Money, money, money… who doesn’t want more of it?
A study from Wharton School found that people tend to be happier as their income increases.

But on the ground, things aren’t always that simple.
Even I want more money.
And I know when founders hear that, they get a bit nervous.
Fair enough.
But stay with me, because there’s a way to meet that expectation without putting serious strain on your budget.
Fast-growing companies are constantly dealing with requests for salary increases and better pay, often at a time when budgets are tight or industries are under pressure.
Add to that global issues like the ongoing tensions in the Middle East, which have disrupted oil supply and pushed costs up across the board.
When fuel prices rise, everything else follows.
Businesses feel it, operations get squeezed, and suddenly “just increase salaries” isn’t so straightforward.
That’s the reality.
So companies are stuck in a tough spot.
You need to keep your team motivated and loyal while still protecting the business. It’s a balancing act, but it can be done.
4 KEY STEPS TO FOLLOW
Here’s how I approach building a compensation plan that keeps your best talent from being poached, without blowing up your budget:
1. Build clear salary bands
Create structured salary ranges based on job levels. Each level should clearly show growth potential.
This gives employees visibility which they can see where they are and what they need to do to move up. It turns compensation into a journey, not a guessing game.
2. Tie bonuses to performance and revenue
Introduce a quarterly bonus structure that is directly linked to measurable outcomes like revenue or performance targets.
Avoid vague bonuses.
If bonuses aren’t tied to real results, payroll grows while value doesn’t.
Paying based on activity instead of impact, like number of calls instead of actual leads, is a quick way to lose control of costs.
When done right, though, this is one of the strongest motivators you can use.
3. Link appraisals to rewards
Performance reviews should lead somewhere.
Run appraisals twice a year:
The first should focus on career growth and development
The second should connect directly to salary review and rewards
If someone is delivering strong results, that should be reflected clearly in their compensation. Otherwise, the system loses credibility.
The key point is this: a strong compensation plan doesn’t have to be expensive. It just has to be intentional.
Some companies, like Netflix, choose to pay top-of-market salaries.

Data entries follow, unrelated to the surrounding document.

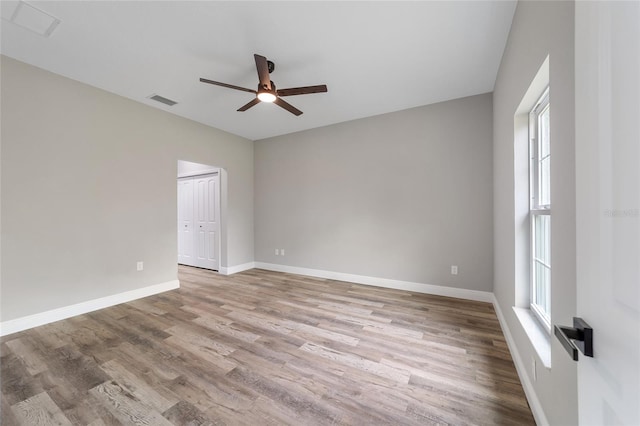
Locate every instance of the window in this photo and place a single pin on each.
(540, 209)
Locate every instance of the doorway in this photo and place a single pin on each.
(199, 210)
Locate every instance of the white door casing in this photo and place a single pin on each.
(608, 208)
(199, 213)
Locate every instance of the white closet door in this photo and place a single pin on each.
(199, 221)
(185, 221)
(207, 224)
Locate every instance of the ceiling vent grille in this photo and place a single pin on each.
(162, 100)
(34, 19)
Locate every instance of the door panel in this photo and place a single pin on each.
(608, 208)
(185, 221)
(205, 205)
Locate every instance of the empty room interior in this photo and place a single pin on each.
(319, 213)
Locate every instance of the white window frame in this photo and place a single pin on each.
(538, 209)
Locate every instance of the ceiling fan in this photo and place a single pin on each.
(267, 91)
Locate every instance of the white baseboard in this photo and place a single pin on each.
(230, 270)
(460, 293)
(35, 320)
(532, 397)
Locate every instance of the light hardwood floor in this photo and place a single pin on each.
(266, 348)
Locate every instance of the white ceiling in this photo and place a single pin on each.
(375, 57)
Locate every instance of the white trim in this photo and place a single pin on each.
(529, 390)
(211, 171)
(230, 270)
(35, 320)
(460, 293)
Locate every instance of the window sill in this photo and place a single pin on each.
(540, 339)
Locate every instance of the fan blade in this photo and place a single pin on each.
(255, 101)
(230, 86)
(263, 71)
(287, 106)
(302, 90)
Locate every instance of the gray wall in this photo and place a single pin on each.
(89, 188)
(539, 28)
(400, 196)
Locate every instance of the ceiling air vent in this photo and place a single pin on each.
(162, 100)
(34, 19)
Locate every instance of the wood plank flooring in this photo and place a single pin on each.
(266, 348)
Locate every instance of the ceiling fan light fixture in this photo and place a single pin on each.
(266, 96)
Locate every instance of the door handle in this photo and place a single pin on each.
(580, 336)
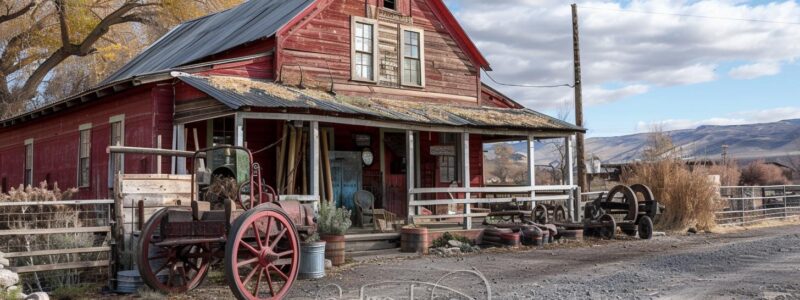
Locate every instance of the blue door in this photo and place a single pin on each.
(346, 175)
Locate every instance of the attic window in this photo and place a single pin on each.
(390, 4)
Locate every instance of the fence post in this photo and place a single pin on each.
(785, 204)
(742, 200)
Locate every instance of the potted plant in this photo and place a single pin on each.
(312, 258)
(333, 223)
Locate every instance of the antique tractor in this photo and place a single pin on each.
(255, 236)
(635, 213)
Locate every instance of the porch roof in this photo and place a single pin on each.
(241, 93)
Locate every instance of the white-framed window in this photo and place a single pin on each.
(390, 4)
(447, 169)
(84, 154)
(116, 138)
(364, 49)
(28, 176)
(412, 51)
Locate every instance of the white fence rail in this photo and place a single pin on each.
(57, 243)
(743, 205)
(466, 197)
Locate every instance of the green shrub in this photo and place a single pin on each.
(446, 237)
(333, 220)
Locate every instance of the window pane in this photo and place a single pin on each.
(84, 178)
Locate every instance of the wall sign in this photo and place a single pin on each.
(362, 140)
(444, 150)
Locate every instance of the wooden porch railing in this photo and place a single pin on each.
(565, 193)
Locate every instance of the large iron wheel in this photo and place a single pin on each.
(262, 254)
(645, 228)
(170, 268)
(609, 227)
(627, 205)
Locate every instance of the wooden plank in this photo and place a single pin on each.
(452, 216)
(55, 230)
(510, 189)
(62, 266)
(156, 186)
(66, 202)
(57, 251)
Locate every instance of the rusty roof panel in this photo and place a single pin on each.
(238, 93)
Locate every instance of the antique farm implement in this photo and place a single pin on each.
(255, 236)
(635, 209)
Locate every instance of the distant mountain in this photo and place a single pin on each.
(744, 142)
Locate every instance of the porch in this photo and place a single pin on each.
(419, 163)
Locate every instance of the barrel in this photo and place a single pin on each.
(334, 248)
(531, 235)
(510, 239)
(572, 234)
(414, 240)
(312, 260)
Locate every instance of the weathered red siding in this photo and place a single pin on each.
(320, 47)
(56, 140)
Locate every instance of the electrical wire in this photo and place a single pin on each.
(689, 15)
(528, 86)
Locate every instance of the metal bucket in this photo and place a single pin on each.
(128, 282)
(312, 260)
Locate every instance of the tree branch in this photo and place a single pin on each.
(28, 90)
(17, 14)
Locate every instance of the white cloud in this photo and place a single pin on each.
(755, 70)
(737, 118)
(530, 42)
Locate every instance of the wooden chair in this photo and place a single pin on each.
(365, 207)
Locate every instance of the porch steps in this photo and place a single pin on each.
(355, 243)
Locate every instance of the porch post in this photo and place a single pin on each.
(179, 143)
(239, 130)
(466, 177)
(410, 167)
(313, 159)
(575, 198)
(531, 168)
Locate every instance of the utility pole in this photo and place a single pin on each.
(579, 143)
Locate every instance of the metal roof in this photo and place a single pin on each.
(238, 93)
(212, 34)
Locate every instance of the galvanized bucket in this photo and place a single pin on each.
(312, 260)
(128, 282)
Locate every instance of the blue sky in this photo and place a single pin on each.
(646, 69)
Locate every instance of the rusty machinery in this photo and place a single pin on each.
(635, 209)
(256, 237)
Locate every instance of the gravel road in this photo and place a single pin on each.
(759, 263)
(752, 264)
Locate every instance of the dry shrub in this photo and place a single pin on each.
(760, 173)
(689, 197)
(729, 173)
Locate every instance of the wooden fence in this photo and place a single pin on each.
(57, 243)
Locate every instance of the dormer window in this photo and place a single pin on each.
(364, 47)
(390, 4)
(413, 54)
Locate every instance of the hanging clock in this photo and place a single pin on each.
(367, 157)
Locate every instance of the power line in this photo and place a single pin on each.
(690, 15)
(527, 85)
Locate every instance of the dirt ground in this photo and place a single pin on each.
(758, 263)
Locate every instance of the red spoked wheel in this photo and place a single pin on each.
(170, 268)
(262, 254)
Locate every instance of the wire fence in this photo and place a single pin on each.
(54, 244)
(744, 205)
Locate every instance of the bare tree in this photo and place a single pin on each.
(38, 36)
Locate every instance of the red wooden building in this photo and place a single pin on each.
(398, 80)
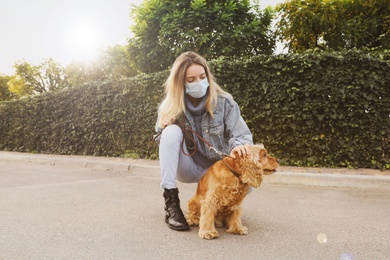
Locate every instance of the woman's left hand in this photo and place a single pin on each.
(241, 150)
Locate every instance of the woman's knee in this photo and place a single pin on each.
(171, 135)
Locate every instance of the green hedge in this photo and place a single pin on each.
(314, 109)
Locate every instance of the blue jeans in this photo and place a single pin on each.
(175, 165)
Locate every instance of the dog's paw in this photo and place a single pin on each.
(208, 234)
(219, 224)
(238, 230)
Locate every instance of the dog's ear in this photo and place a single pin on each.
(251, 172)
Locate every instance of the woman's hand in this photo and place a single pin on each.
(241, 150)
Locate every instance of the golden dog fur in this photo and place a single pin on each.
(219, 194)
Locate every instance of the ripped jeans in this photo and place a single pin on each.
(175, 165)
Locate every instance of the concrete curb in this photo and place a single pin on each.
(327, 178)
(331, 180)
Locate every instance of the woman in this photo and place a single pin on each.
(193, 98)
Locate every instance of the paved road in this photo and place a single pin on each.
(65, 212)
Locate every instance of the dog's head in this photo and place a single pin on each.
(256, 163)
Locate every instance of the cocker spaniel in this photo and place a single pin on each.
(223, 187)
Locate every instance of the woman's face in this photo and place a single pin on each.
(195, 73)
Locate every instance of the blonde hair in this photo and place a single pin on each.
(173, 104)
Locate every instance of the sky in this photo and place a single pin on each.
(65, 30)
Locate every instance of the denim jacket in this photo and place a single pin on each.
(226, 130)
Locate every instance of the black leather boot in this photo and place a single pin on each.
(174, 216)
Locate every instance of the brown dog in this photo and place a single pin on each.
(221, 190)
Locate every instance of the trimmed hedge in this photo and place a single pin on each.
(314, 109)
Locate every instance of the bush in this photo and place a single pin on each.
(314, 109)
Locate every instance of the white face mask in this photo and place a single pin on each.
(197, 89)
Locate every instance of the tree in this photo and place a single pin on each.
(48, 76)
(5, 94)
(337, 25)
(163, 29)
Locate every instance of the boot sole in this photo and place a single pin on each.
(178, 228)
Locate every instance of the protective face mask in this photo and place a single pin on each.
(197, 89)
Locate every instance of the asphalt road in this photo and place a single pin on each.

That works, but it comes with risk. If the market drops, it’s very hard to reduce salaries without major consequences like layoffs.
We’ve seen how painful that can be.
Large-scale layoffs, like those recently reported at Oracle, show just how quickly things can shift and how deeply it affects employees.

That’s why balance matters.
A thoughtful compensation strategy should create a win-win for both the company and the employee.
At the end of the day, compensation planning isn’t rocket science.
Keep it structured, tie it to performance, and stay intentional.
Do that, and you’ll build a system that attracts, motivates, and retains great talent.